Everything has been fairly normal except for tonight's return trip from Manhattan. I boarded the train at around 9:15 p.m. The car had a fair amount of people in it, but it wasn't crowded. I settled in and after checking my surroundings, I began playing Mummy Maze on my cell phone. At the first stop in Queens - 21st Street/Queensbridge on the F - the train stopped at the platform, opened its doors and then didn't move. We hung out there for about 10 minutes until the conductor told us the train was going back to Brooklyn. Of course, the conductor didn't know whether or not the train was going back empty to Brooklyn, or if we could ride back with it.
So, I followed the crowd, and since I have an unlimited Metro card, I figured I could go upstairs, take a look around, and if I didn't find a bus or a cab or something I'd take a train back to Manhattan and get a cab there.
Luckily, I actually got a cab after only ten minutes of waiting. As usual, it was a wacky cab driver. He said that he had his off duty sign so he could pick and choose his fare. I had a feeling I knew where that conversation was going so I switched the topic to the price of gas and let him riff on that for a while. Then he asked me what I did for a living and as soon as I said "entertainment reporter" -- show prep format manager is too tough to explain -- he launched into a whole monologue about the celebrities he knew from driving cabs and just being a man about town for the last several decades. Lauren Bacall: mean; Lucille Ball: cheap; Paul Newman: nice, can be found doing normal things like shopping for plants with Joan; Kay Ballard: nice, too, but we had a little argument over whether or not she was a Laugh-In regular. According to imdb.com, I was right, she was just a guest twice. I think he got her mixed up with Jo Anne Worley.
Then he mentioned Virginia Graham -- my idol! She was a talk show pioneer who hosted a show called Girl Talk in the 1960s. Here's a fabulous picture of Miss Graham with Joan Crawford. It was the only one I could find of Graham on the Web but at least it shows her trademark can-of-AquaNet hairstyle. Oddly, the cab driver said he met her when he was 18 and working as a hairdresser.
I found an obit of Graham, who died at the age of 86 in 1998, and discovered some cool things about her. She was a cub reporter at the Chicago Tribune when she was still a teenager. Her first byline was on a story about the St. Valentine's Day gangster murders, which happened near her high school. That's why she was one of the first reporters on the scene and was able to give the paper an early account of the massacre. She was a poet and author who published five books. She also was a Red Cross volunteer during World War II and founded the United Cerebral Palsy foundation with 13 other women.

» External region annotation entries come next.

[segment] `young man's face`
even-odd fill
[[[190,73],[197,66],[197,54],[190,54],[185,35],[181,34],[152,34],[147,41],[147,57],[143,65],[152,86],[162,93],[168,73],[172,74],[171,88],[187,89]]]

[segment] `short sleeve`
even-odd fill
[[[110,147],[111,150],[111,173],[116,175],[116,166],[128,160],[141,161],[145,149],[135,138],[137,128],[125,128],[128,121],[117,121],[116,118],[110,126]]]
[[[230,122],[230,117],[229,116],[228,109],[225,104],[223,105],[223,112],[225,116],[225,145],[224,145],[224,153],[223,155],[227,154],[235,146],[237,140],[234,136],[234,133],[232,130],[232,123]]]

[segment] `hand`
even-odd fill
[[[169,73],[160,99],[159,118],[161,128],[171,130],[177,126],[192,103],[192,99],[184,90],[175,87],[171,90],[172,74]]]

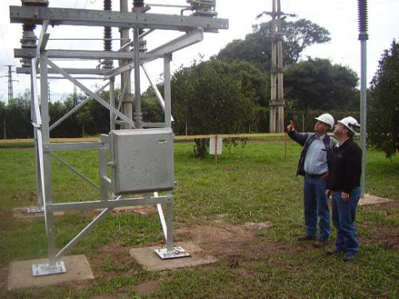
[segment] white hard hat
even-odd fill
[[[353,133],[356,132],[355,130],[358,131],[361,128],[361,125],[358,122],[355,117],[352,117],[351,116],[343,117],[342,120],[338,120],[338,122],[343,125]]]
[[[334,126],[334,117],[331,114],[324,113],[320,115],[318,117],[314,117],[317,120],[320,120],[333,127]]]

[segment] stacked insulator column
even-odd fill
[[[111,0],[104,0],[104,10],[112,10]],[[104,27],[104,50],[112,51],[111,27]],[[104,68],[112,68],[113,67],[113,61],[112,60],[104,61],[103,67]]]
[[[48,6],[48,1],[47,0],[22,0],[23,6]],[[21,48],[36,48],[36,36],[33,30],[36,28],[34,24],[29,24],[28,23],[22,25],[22,38],[20,40]],[[23,58],[21,60],[22,67],[30,68],[31,59]]]

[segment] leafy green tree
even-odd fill
[[[289,110],[303,114],[309,110],[358,110],[358,78],[348,67],[328,59],[309,58],[287,68],[285,93]]]
[[[328,31],[309,20],[301,19],[296,21],[282,21],[283,60],[285,65],[298,61],[305,48],[315,43],[323,43],[331,40]],[[272,22],[252,26],[252,33],[244,40],[232,41],[220,51],[219,58],[251,61],[263,69],[270,70]]]
[[[256,105],[265,102],[266,82],[260,70],[244,62],[212,59],[180,69],[172,78],[175,132],[184,134],[186,127],[188,135],[248,132],[256,125]],[[197,156],[205,154],[207,145],[196,140]]]
[[[395,40],[382,55],[370,89],[368,138],[389,157],[399,149],[399,43]]]

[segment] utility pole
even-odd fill
[[[51,102],[50,100],[50,82],[47,83],[47,98],[48,98],[48,103]]]
[[[362,172],[361,196],[364,197],[366,185],[366,155],[367,150],[367,0],[358,0],[359,37],[361,41],[361,139]]]
[[[282,20],[289,16],[296,16],[294,14],[281,11],[280,0],[271,0],[271,11],[264,11],[263,14],[271,16],[273,35],[271,42],[271,63],[270,70],[270,132],[283,133],[284,132],[284,89],[283,64],[283,32]]]
[[[12,67],[14,65],[8,64],[4,66],[9,68],[9,71],[7,75],[2,75],[1,77],[6,77],[9,79],[9,105],[11,106],[14,104],[14,88],[13,82],[16,81],[16,80],[13,80],[12,73],[15,73],[15,70],[12,70]]]

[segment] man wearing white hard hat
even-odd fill
[[[338,144],[333,151],[330,179],[326,194],[333,196],[333,223],[337,229],[336,248],[328,256],[343,253],[343,260],[353,260],[359,251],[356,229],[353,226],[361,197],[362,152],[353,141],[360,130],[358,121],[348,116],[338,121],[334,134]]]
[[[287,127],[287,131],[289,136],[304,147],[296,175],[305,177],[304,206],[306,229],[306,234],[299,236],[298,240],[314,240],[315,247],[322,247],[328,242],[331,233],[328,197],[326,195],[326,190],[330,160],[336,140],[327,134],[327,131],[334,125],[333,117],[325,113],[316,117],[316,120],[314,133],[299,133],[295,130],[292,120]]]

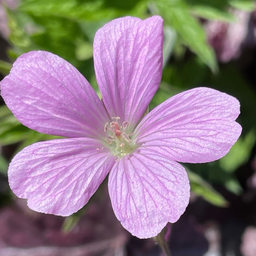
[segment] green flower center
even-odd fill
[[[132,140],[132,132],[129,131],[129,123],[123,122],[122,125],[118,116],[112,117],[111,123],[105,125],[106,133],[106,145],[109,147],[113,155],[118,158],[132,153],[138,147]]]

Barbara Walters said in an interview that she created her talk show The View as a cross between Graham's groundbreaking, unscripted Girl Talk and "the round table of This Week with David Brinkley." Even though I was a little girl when I watched it the fact that I remember it must mean that it influenced me, too. I'd love to watch some old episodes and see if I picked up some of her interview techniques.
Well, I made it home to Forest Hills okay. It's funny how a change in my route home took me on a journey of another kind.